Gemi su almaya devam ediyor: Şamil Tayyar, Bülent Arınç’a sataştı
AKP’li Şamil Tayyar, katıldığı televizyon programında Erdoğan ile ilgili gelen soruya “Beni kodese mi tıkayacaksınız” cümlesiyle sona eren bir fıkrayla yanıt veren Bülent Arınç’a yüklendi. Tayyar, “Liderine güvenmiyorsan, konuşunca kodese tıkacağını düşünüyorsan AK Parti’de niye duruyorsun?” diye sordu.
AKP MKYK Üyesi Şamil Tayyar, eski Türkiye Büyük Millet Meclisi Başkanı ve eski Cumhurbaşkanlığı Yüksek İstişare Kurulu Üyesi Bülent Arınç’a Twitter’dan yüklendi.
Bülent Arınç’ın katıldığı televizyon programında AKP’li Cumhurbaşkanı Recep Tayyip Erdoğan ile ilgili soruya manidar bir fıkrayla karşılık vermesine tepki gösteren Şamil Tayyar, “Yorumlardan, mesajlardan anlıyorum ki son twitim pek anlaşılmamış. Açalım o vakit.

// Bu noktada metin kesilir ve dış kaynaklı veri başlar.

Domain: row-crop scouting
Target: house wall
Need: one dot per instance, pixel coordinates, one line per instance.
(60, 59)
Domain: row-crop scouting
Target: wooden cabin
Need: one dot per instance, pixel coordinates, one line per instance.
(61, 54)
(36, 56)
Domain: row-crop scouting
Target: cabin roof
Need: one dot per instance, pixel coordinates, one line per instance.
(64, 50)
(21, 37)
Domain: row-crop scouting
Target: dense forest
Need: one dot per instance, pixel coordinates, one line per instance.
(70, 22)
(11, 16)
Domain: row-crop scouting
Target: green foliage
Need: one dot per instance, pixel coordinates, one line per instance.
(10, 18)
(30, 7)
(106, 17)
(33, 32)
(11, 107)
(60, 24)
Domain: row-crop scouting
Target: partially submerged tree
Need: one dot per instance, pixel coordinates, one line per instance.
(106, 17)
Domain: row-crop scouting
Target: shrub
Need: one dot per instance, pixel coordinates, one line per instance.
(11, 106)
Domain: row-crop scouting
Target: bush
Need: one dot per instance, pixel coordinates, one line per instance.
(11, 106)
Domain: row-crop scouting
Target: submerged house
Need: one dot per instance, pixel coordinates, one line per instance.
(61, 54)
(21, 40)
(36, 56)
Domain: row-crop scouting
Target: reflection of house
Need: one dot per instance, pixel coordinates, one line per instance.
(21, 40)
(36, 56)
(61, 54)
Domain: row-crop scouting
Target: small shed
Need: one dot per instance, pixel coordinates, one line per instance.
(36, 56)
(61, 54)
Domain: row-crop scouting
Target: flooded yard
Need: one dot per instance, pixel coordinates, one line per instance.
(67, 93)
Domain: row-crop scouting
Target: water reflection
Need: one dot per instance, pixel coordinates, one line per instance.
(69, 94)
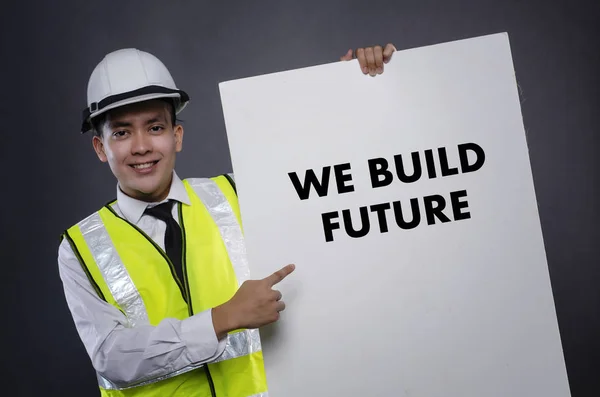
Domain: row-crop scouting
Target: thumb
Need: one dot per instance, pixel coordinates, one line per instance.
(347, 57)
(279, 275)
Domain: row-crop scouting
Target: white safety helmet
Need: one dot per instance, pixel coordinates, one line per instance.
(128, 76)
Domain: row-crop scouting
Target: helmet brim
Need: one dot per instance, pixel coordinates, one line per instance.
(127, 98)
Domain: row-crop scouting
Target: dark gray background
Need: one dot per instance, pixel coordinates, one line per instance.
(52, 178)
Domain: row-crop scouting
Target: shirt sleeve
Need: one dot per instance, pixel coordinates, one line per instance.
(126, 356)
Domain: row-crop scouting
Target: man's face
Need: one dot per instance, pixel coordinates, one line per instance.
(139, 143)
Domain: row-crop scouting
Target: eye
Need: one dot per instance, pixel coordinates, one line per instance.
(119, 134)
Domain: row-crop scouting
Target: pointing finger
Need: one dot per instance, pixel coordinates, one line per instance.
(277, 295)
(370, 60)
(362, 60)
(347, 57)
(279, 275)
(378, 53)
(388, 52)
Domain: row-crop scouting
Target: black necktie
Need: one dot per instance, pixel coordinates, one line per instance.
(173, 240)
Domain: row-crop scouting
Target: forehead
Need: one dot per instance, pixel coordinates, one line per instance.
(139, 112)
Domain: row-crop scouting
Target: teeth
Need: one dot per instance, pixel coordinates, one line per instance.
(145, 165)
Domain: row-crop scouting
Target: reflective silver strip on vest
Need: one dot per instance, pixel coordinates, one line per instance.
(223, 215)
(113, 271)
(128, 298)
(240, 344)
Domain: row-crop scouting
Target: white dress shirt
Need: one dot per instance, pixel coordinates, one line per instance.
(126, 355)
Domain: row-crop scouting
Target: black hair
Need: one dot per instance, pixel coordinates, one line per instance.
(98, 122)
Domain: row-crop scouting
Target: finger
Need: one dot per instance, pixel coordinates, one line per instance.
(347, 57)
(378, 53)
(370, 61)
(388, 51)
(279, 275)
(362, 60)
(276, 295)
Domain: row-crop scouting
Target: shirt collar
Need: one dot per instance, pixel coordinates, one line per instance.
(133, 209)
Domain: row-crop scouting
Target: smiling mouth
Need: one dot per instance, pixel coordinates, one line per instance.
(143, 165)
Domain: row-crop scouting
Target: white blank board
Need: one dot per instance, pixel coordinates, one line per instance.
(456, 308)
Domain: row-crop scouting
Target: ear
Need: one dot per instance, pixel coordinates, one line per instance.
(99, 148)
(178, 137)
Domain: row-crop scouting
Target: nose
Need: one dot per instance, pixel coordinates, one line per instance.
(141, 143)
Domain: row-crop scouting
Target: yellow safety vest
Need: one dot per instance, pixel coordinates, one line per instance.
(131, 272)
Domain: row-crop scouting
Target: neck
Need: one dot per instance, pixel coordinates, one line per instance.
(150, 197)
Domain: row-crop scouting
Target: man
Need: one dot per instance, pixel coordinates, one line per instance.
(157, 280)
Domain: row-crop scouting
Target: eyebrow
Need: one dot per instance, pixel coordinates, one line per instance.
(120, 124)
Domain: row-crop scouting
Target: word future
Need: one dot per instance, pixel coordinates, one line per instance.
(381, 174)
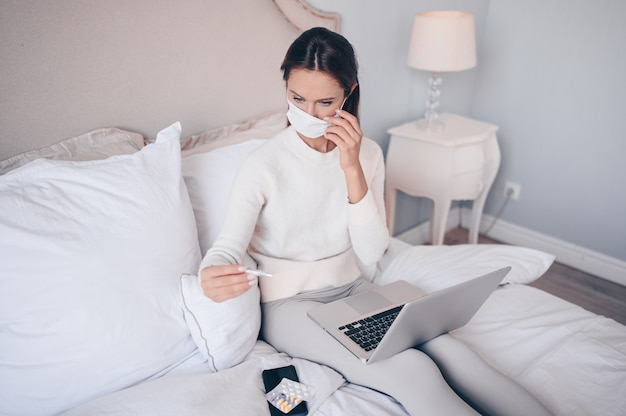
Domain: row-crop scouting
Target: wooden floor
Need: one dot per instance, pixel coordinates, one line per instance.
(592, 293)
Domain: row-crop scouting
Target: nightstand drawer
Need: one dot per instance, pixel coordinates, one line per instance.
(459, 162)
(468, 158)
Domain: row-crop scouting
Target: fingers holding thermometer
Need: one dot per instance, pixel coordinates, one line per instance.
(221, 283)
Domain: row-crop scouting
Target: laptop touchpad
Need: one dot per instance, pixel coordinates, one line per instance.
(367, 302)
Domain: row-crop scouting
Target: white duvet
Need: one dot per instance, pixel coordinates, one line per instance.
(572, 360)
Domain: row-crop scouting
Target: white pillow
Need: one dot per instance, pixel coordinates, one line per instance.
(433, 268)
(224, 332)
(92, 254)
(96, 144)
(209, 177)
(260, 128)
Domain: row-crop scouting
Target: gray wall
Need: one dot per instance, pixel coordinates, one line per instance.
(551, 74)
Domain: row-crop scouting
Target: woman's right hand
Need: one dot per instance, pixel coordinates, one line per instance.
(221, 283)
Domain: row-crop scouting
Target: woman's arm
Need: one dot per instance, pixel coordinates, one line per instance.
(222, 275)
(367, 221)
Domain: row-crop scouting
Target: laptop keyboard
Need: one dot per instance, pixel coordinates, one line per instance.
(368, 332)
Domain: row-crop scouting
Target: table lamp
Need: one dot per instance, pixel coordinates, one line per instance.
(441, 41)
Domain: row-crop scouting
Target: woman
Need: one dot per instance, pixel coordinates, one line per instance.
(308, 208)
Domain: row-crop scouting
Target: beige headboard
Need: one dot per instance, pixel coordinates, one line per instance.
(72, 66)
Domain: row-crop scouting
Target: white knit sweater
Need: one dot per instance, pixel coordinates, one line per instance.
(289, 211)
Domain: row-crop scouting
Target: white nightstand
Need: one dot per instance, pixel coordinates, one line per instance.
(458, 163)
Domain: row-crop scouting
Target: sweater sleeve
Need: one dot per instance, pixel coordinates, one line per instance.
(367, 219)
(245, 203)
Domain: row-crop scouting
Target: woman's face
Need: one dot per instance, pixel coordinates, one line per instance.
(314, 92)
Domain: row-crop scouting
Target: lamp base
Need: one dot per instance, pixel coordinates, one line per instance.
(436, 125)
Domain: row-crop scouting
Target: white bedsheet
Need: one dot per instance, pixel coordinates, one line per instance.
(239, 391)
(573, 360)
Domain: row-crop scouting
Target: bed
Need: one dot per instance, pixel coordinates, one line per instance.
(107, 207)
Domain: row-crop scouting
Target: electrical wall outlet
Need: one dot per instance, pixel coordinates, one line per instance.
(512, 190)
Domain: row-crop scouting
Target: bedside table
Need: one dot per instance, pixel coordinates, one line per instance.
(457, 163)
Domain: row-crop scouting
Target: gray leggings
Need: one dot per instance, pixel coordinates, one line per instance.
(412, 377)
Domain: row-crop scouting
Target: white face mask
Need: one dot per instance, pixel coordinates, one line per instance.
(304, 123)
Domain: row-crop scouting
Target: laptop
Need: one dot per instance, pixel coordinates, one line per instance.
(391, 318)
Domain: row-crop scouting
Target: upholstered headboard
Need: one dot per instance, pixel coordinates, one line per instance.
(73, 66)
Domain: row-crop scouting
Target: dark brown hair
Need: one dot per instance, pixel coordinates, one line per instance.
(320, 49)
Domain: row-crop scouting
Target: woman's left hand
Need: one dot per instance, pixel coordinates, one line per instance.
(346, 133)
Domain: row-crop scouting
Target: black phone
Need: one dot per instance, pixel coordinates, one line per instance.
(271, 379)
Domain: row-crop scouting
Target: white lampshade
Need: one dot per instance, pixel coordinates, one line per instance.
(443, 41)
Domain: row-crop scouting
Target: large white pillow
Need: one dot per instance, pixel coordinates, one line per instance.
(96, 144)
(209, 177)
(210, 161)
(433, 268)
(92, 254)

Muhtereme diyorum ki; liderine güvenmiyorsan, konuşunca kodese tıkacağını düşünüyorsan AK Parti’de niye duruyorsun?” ifadesini kullandı.
Yorumlardan, mesajlardan anlıyorum ki son twitim pek anlaşılmamış.
— Şamil Tayyar (@samiltayyar27) October 19, 2021
Açalım o vakit.
muhtereme diyorumki; ‘liderine güvenmiyorsan, konuşunca kodese tıkacağını düşünüyorsan AK Parti’de niye duruyorsun?’ pic.twitter.com/cMri3KCGDh
Tayyar, anlaşılmadığını söylediği tweetinde ise “Bir parti çatısı altındaysanız özgürlüğünüz disiplin kurallarıyla sınırlıdır. Parti disiplini içinde yapıcı eleştiri, meşrudur, demokratiktir. Kimi zaman sınırlar da zorlanabilir. Ama liderinize güvenmiyorsanız, konuşunca kodese tıkacağını düşünüyorsanız, o partide kalmazsanız” demişti.
ARINÇ’IN SÖZLERİ
Bülent Arınç, Erdoğan ile ilişkisine dair konuşmak istemediğini belirterek, “Bence bu büyüklerimizi konuşalım, bu program böyle gitsin, günümüze gelme... Geleyim de beni kodese mi tıkacaksınız demiş adam” dedi. Arınç, şu sözleri sarf etmişti:
“Bence bu büyüklerimizi konuşalım, bu program böyle gitsin, günümüze gelme. Adam Rize’de bir suç işlemiş de İstanbul’a getiriyorlar. Rize misalini vermeyeyim de yanlış anlayanlar çıkabilir. Samsun diyelim isterseniz buna. Rize ve Trabzon’un dışında bir il olsun ki birileri huylanmasın. Anlat bakalım şu olayı diyor, karşısındaki adam. Çıktık diyor, ‘bir fırtına, bir fırtına, bir fırtına… Sonra… E işte bir fırtına…' Gel bakalım İstanbul’a doğru falan… O fırtınayı da atlattık, başka bir limana geldik, bir fırtına daha başladı, şu oldu, bu oldu. Artık İstanbul’a gelemeyince iki saat boyunca, ‘yahu sadede gel'… ‘Geleyim de beni kodese mi tıkacaksınız?' demiş adam… Biz bu büyük insanlarla, güzel insanlarla birlikte bugünkü sohbetimizi bitirelim.”